S’agissant de la demande de déchéance du droit aux intérêts au titre de l’information annuelle, L.313-22 du code monétaire et financier n’impose aucune forme particulière pour porter à la connaissance de la caution les informations qu’il mentionne. L’information peut être délivrée par tout moyen, y compris une lettre simple. Il incombe uniquement à l’établissement prêteur de rapporter la preuve qu’il a envoyé l’information litigieuse et non de prouver que la caution l’a effectivement reçue. Par ailleurs, l’assignation vaut information, selon jurisprudence de la Cour de cassation. Les cautions ont été régulièrement informées des engagements de la débitrice principale par la dénonce de la déclaration de créance, la signification de l’assignation à son endroit et des présentes écritures. L’information légale ayant été dispensée, la société anonyme BANQUE POPULAIRE MEDITERRANEE n’encourt pas la déchéance de son droit aux intérêts.
La déchéance du terme et l’ouverture d’une procédure collective à l’égard de la débitrice principale sont sans effet quant aux droits à intérêts de la société anonyme BANQUE POPULAIRE MEDITERRANEE. Il ne saurait y avoir déchéance de ce chef.

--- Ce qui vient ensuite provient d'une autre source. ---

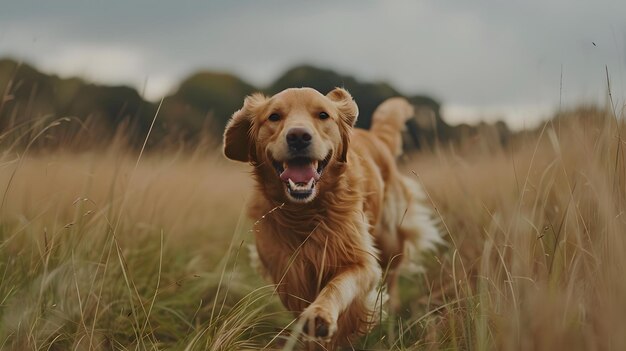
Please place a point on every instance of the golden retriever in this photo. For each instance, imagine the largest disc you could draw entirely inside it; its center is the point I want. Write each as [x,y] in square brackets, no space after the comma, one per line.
[335,215]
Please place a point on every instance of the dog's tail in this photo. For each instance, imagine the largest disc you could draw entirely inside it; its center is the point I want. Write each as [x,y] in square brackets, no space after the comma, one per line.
[388,122]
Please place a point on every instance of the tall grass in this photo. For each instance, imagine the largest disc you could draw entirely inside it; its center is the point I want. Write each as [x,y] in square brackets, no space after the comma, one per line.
[535,256]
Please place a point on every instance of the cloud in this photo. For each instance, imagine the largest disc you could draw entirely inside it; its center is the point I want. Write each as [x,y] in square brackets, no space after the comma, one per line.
[484,55]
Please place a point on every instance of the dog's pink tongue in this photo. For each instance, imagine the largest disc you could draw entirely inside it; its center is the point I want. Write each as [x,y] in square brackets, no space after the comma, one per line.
[299,173]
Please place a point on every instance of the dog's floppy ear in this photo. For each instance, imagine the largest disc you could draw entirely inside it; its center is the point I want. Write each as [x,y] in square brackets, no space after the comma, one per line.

Enfin, s’agissant de la prétention des défendeurs tendant à des délais de grâce, la demanderesse s’en rapporte à justice tout en rappelant qu’ils ont déjà bénéficié de délais de facto, puisque la défaillance de la société AGANE FITNESS dans ses obligations remonte à 2020.
A l’audience du 9 novembre 2023, au regard de l’accord des parties, la révocation de l’ordonnance de clôture a été ordonnée. L’affaire a été renvoyée à la mise en état du 16 mai 2024. Lors de cette mise en état, il a été fait injonction à Madame [A] [U] épouse [K], Monsieur [O] [R] et Madame [S] [Z] épouse [R] de conclure avant le 16 janvier 2025. A l’audience de mise en état du 16 janvier 2025, les défendeurs n’ayant pas conclu, la mise en état été clôturée. L’affaire a été fixée à l’audience de plaidoirie du 3 mai 2025.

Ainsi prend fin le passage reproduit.